From Research to Practice: A Case Study

  The results of NIA research reach far beyond the laboratory. Here is an example of how research findings on urinary incontinence reach people and their physicians.

1982-present: Studies show that about 37 percent of women age 60 and over living in the community - outside institutions - are afflicted with urinary incontinence.1 About 4 percent of these women (or over 800,000 women) are troubled with severe incontinence (sudden loss of urine associated with exertion, such as coughing or lifting)2.

1984-1989: Studies show that women can reduce incontinent episodes.

  • Behavioral training - regular, scheduled voiding, such as once an hour and exercising the muscles that control urination - results in approximately an 82-to 94-percent improvement in bladder function in a study at the NIA's Gerontology Research Center3.
  • A clinical trial at Virginia Commonwealth University, supported by NIA and the National Center for Nursing Research, finds that a program of bladder training reduced incontinent episodes by 57 percent4.

1988: The NIH consensus conference on Urinary Incontinence concludes that "contrary to public opinion, most cases of urinary incontinence can be cured or improved5."

March 1992: The Agency for Health Care Policy and Research, working with NIA, issues a guideline for treating incontinence that recommends bladder training as an initial therapy, provided a comprehensive clinical evaluation has been done.
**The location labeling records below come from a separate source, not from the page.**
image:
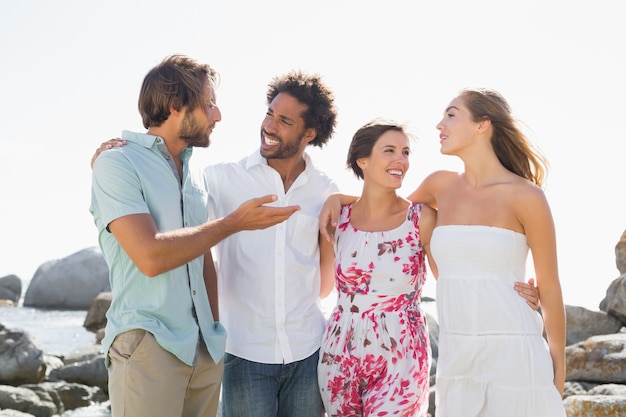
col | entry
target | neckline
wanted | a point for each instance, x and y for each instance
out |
(406, 219)
(484, 226)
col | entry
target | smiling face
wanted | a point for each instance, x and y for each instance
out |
(283, 131)
(197, 125)
(389, 160)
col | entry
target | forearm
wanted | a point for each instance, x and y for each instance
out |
(553, 312)
(181, 246)
(155, 253)
(210, 282)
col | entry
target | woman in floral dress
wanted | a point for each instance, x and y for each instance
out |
(375, 354)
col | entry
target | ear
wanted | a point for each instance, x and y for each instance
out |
(310, 134)
(484, 125)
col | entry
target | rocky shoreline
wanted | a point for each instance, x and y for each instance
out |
(36, 384)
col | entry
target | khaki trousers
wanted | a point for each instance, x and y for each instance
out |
(146, 380)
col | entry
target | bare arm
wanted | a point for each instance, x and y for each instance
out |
(327, 267)
(157, 252)
(538, 223)
(529, 292)
(330, 213)
(210, 282)
(428, 220)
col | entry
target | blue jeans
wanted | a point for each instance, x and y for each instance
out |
(271, 390)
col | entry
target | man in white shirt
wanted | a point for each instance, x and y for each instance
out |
(270, 281)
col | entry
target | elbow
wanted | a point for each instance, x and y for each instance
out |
(150, 268)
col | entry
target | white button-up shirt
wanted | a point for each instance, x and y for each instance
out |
(269, 280)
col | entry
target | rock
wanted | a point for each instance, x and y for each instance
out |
(21, 359)
(583, 323)
(96, 316)
(595, 406)
(11, 288)
(597, 359)
(14, 413)
(27, 401)
(620, 254)
(614, 302)
(608, 389)
(73, 396)
(69, 283)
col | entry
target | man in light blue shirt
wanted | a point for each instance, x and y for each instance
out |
(163, 340)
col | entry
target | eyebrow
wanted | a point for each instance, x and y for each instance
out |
(280, 116)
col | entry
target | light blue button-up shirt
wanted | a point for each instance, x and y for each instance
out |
(174, 306)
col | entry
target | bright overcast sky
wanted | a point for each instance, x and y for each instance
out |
(72, 69)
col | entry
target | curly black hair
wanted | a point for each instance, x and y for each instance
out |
(309, 89)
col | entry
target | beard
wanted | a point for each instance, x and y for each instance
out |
(193, 134)
(282, 150)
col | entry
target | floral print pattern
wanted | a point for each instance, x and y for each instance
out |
(375, 354)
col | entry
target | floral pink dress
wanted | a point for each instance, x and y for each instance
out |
(375, 354)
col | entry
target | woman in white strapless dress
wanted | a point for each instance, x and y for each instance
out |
(493, 359)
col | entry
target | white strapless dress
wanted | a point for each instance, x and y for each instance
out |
(493, 360)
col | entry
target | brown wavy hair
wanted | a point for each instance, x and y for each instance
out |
(176, 82)
(515, 152)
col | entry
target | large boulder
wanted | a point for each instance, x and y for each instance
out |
(614, 302)
(21, 359)
(620, 254)
(69, 283)
(583, 323)
(599, 359)
(39, 403)
(11, 288)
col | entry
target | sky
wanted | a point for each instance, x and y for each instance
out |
(71, 72)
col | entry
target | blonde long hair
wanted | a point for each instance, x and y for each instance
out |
(515, 152)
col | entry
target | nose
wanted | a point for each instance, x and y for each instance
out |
(268, 124)
(216, 114)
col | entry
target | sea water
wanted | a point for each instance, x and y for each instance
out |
(60, 332)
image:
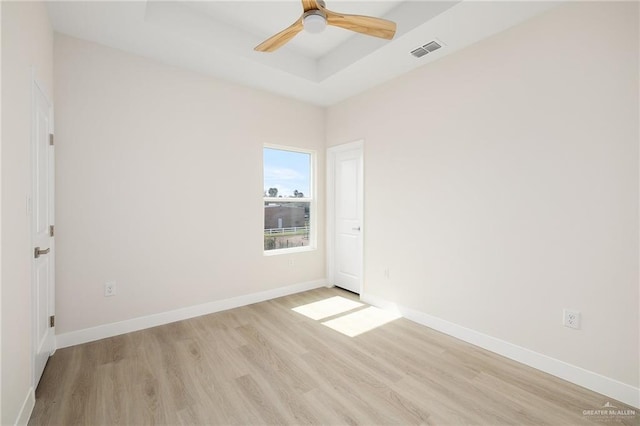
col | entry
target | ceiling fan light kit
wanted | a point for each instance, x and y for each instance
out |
(314, 22)
(316, 17)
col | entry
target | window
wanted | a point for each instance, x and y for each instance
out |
(289, 205)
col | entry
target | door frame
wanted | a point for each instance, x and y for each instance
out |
(331, 205)
(37, 86)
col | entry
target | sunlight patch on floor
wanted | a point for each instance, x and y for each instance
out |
(327, 307)
(361, 321)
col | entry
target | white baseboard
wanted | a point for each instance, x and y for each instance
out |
(27, 408)
(596, 382)
(109, 330)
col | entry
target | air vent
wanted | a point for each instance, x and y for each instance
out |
(431, 46)
(419, 52)
(427, 48)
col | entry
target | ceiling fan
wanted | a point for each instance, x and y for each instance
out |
(316, 17)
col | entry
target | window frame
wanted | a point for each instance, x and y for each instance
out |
(311, 199)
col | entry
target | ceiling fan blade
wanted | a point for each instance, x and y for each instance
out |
(376, 27)
(310, 5)
(277, 41)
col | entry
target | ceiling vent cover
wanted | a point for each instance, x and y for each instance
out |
(427, 48)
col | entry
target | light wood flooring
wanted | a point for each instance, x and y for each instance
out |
(266, 364)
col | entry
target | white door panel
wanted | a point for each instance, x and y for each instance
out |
(41, 238)
(347, 220)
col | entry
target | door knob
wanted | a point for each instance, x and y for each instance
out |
(37, 252)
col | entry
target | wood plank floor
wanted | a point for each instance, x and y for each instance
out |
(266, 364)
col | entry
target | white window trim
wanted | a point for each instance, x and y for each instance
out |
(313, 203)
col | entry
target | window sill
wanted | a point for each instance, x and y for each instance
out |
(276, 252)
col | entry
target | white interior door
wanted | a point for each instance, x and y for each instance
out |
(347, 261)
(42, 232)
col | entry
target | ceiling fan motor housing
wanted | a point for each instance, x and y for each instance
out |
(314, 21)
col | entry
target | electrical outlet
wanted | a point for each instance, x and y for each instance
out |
(571, 318)
(109, 288)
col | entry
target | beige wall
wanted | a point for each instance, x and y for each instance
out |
(27, 40)
(159, 186)
(516, 163)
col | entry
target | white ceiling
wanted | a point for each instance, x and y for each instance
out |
(217, 38)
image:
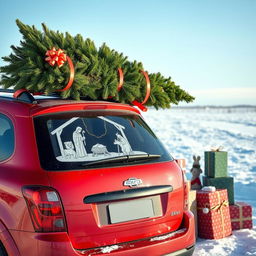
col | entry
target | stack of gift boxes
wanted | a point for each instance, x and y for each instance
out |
(216, 174)
(215, 210)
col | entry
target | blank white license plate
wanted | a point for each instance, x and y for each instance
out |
(131, 210)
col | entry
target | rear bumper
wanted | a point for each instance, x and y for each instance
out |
(179, 243)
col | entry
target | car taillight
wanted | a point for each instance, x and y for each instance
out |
(45, 209)
(182, 164)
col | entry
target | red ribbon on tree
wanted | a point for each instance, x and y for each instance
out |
(140, 104)
(58, 57)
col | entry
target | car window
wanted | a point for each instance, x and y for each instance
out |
(6, 137)
(67, 140)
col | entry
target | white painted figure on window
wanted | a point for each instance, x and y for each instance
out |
(79, 141)
(124, 144)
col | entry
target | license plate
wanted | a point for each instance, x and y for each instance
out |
(131, 210)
July 1992: An estimated 90,000 physicians and nurse practitioners receive a Clinical Bulletin about urinary incontinence, a joint initiative of the National Institute on Aging and the Alliance for Aging Research (copies available from the NIA Information Center at 1-800-222-2225).

1993: Ongoing studies continue to explore ways that older people can prevent or control incontinence both inside and outside nursing homes6. Recently it has been shown that approaches successful outsides nursing homes are equally successful with the people in long-term care settings, especially when nurses are enlisted to introduce certain changes in care which foster continence.